Despite rumours of further violence, there was no more fighting between members of the city's majority Yoruba community and ethnic Hausas. Heavily armed security forces, which deployed in force on Monday in the northern districts of Mushin and Idi Araba, rounded up suspects and searched for weapons. President Olusegun Obasanjo urged those living in multi-ethnic communities everywhere, particularly in Lagos, to live in peace. The Red Cross says that at least 100 people were killed and more than 430 injured in the rioting. Further clashes feared Reports said intermittent shots rang out and youths with machetes could still be seen walking the streets, only to disappear at the approach of army and police patrols. Some residents were still fleeing the area, fearing the police and army would leave after nightfall and that violence would flare up again.

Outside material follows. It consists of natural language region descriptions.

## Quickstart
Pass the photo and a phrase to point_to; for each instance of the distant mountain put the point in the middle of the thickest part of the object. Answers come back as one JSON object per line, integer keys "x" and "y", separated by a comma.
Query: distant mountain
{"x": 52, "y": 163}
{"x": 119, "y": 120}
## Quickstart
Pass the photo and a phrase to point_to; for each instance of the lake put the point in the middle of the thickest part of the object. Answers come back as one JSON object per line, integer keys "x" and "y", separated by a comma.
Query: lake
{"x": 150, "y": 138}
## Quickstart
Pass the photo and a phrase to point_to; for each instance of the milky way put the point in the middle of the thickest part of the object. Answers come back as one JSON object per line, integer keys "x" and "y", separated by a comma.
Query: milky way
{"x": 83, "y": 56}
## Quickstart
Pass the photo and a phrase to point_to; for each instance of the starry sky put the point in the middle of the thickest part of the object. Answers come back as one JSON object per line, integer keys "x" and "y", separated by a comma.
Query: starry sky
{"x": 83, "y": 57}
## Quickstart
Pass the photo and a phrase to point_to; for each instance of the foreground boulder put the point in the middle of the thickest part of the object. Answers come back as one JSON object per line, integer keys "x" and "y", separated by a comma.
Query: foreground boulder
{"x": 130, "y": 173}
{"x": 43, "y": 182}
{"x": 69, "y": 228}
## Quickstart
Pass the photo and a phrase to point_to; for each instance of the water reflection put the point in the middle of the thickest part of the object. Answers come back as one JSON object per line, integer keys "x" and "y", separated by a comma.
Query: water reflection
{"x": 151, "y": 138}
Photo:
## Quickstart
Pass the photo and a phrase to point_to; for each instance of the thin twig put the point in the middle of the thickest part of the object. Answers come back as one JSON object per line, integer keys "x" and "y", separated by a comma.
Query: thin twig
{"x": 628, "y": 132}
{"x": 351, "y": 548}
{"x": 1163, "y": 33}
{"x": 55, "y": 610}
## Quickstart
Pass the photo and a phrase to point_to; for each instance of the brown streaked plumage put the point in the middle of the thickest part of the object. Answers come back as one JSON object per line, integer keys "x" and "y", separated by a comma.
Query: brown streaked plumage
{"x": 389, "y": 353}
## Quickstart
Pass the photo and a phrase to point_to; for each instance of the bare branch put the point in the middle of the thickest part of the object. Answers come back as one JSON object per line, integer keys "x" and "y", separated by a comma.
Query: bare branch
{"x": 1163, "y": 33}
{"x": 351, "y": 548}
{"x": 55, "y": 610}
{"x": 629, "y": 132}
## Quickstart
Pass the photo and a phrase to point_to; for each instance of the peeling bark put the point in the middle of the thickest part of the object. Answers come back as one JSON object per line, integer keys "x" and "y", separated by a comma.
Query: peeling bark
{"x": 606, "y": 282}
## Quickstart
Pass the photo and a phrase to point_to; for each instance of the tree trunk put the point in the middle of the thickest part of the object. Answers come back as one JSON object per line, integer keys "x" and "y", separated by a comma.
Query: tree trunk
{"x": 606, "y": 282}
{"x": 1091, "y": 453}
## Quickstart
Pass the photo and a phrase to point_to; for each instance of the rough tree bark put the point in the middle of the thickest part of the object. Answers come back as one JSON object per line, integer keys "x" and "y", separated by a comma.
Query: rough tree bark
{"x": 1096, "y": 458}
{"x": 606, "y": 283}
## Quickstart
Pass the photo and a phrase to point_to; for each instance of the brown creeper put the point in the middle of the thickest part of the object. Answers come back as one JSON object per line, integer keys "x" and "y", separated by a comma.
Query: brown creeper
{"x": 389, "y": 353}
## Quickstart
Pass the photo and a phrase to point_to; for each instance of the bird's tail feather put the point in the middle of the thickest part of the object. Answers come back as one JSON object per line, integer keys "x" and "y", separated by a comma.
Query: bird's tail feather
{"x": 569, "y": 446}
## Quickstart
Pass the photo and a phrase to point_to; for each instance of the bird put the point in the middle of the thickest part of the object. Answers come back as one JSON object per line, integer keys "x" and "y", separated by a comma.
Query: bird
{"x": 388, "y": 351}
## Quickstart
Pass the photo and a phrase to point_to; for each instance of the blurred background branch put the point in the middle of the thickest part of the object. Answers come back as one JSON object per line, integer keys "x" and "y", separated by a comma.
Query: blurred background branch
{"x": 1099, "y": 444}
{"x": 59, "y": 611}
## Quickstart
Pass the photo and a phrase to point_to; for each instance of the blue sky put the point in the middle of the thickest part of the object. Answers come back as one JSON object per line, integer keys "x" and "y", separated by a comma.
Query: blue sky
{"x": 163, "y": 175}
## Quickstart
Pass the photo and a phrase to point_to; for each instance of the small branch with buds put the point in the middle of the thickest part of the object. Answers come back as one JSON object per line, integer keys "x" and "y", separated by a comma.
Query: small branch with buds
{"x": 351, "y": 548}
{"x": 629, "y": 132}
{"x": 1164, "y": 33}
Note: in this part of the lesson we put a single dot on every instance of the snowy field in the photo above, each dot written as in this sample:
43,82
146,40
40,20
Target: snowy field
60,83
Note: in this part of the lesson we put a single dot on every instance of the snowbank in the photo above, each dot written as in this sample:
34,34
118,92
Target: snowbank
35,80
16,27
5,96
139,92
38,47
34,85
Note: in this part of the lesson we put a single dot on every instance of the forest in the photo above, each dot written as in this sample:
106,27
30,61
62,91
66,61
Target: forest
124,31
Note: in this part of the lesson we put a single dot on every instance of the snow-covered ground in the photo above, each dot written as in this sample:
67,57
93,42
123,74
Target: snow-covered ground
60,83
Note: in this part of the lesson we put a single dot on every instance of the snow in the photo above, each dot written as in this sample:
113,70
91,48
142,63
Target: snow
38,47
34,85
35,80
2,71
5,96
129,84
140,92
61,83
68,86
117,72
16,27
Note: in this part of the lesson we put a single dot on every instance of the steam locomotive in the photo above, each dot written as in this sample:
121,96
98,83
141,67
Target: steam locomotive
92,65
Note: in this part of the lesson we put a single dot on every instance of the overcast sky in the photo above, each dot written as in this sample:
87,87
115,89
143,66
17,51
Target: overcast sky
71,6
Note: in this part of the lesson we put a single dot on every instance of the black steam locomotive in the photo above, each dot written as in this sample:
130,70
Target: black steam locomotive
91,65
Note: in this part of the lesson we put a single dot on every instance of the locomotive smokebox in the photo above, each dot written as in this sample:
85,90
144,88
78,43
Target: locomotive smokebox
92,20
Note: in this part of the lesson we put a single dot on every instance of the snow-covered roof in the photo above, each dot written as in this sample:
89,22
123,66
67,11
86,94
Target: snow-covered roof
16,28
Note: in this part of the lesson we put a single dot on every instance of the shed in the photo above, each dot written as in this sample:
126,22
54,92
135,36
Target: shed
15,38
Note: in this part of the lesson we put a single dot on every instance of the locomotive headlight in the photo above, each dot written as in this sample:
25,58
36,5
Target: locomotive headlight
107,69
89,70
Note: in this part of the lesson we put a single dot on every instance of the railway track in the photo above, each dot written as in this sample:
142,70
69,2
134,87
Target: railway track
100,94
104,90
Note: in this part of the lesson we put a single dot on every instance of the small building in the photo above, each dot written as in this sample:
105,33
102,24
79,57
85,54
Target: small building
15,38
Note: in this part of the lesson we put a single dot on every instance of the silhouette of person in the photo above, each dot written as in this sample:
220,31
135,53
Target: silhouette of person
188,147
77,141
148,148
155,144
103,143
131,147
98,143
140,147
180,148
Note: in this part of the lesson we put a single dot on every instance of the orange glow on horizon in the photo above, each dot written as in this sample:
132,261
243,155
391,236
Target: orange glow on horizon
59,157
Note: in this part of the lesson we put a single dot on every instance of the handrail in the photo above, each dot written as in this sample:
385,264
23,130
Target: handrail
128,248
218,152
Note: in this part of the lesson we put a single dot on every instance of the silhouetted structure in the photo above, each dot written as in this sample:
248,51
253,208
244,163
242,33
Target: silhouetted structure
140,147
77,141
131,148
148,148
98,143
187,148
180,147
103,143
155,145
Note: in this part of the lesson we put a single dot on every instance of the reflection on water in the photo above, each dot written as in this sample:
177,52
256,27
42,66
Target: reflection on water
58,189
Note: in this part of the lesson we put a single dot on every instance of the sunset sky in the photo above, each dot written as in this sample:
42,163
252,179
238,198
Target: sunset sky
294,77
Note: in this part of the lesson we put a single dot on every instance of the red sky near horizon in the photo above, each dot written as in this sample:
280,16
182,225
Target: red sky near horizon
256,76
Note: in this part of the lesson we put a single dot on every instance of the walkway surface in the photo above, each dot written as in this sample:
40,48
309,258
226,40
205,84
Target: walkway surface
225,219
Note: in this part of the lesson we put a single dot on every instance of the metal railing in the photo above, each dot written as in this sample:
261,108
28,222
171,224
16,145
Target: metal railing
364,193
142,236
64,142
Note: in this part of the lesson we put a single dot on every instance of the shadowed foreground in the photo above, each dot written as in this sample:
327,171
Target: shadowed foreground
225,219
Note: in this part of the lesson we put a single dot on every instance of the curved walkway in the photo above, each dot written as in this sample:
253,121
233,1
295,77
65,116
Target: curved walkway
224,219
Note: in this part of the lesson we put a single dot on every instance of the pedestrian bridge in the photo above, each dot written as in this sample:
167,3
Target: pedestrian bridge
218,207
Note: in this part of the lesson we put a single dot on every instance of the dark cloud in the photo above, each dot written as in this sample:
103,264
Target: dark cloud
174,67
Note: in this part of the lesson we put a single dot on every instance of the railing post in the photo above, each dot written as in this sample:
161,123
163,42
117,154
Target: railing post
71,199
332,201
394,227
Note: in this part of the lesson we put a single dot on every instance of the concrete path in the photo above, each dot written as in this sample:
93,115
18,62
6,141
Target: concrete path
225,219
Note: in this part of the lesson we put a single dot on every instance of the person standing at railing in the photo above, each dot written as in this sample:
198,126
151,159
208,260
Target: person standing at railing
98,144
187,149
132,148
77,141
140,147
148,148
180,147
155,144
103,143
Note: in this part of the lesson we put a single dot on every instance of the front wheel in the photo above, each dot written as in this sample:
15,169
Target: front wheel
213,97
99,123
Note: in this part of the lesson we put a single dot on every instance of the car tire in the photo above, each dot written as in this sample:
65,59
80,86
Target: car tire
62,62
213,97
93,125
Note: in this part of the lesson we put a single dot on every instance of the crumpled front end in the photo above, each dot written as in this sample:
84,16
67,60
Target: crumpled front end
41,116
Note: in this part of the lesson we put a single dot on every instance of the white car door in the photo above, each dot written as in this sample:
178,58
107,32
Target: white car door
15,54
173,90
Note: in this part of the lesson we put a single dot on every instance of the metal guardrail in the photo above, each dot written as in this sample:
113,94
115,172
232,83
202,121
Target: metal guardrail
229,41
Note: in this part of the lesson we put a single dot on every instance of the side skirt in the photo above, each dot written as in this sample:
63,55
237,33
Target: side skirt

"We pray that security forces will be around for at least one month so that normalcy will return," local carpenter Mohammed Sabitu told the Reuters news agency. Others, however, were returning to collect whatever remained in their burned out, looted homes. Radio Nigeria reported that all schools in in the city had been closed to stop children from being caught up in any further violence. Reports also said security had been heightened in the northern city of Kano, where revenge attacks are feared. The Lagos clashes pitted Hausa speakers, who are mainly from the Muslim north, against the more Christian and animist Yorubas from the southwest. Nigeria's civilian government is struggling to keep a lid on ethnic tensions, with thousands having died since the end of military rule some three years ago. But our correspondent in Lagos says this violence has far more to do with poverty and lack of opportunity, than with animosity between ethnic and religious groups. Blast inquiry Meanwhile, President Obasanjo has promised that the results of an inquiry would be made public into a series of explosions at an army weapons store in Lagos which left more than 1,000 people dead.
The president has been criticised for his handling of one of the country's worst disasters and his government's neglect of those made homeless by the devastation. Two parliamentary inquiries have also been set up to investigate the cause of the blasts, which were reported to have been set off accidentally by a fire. But a group of human rights lawyers have said they suspect political sabotage.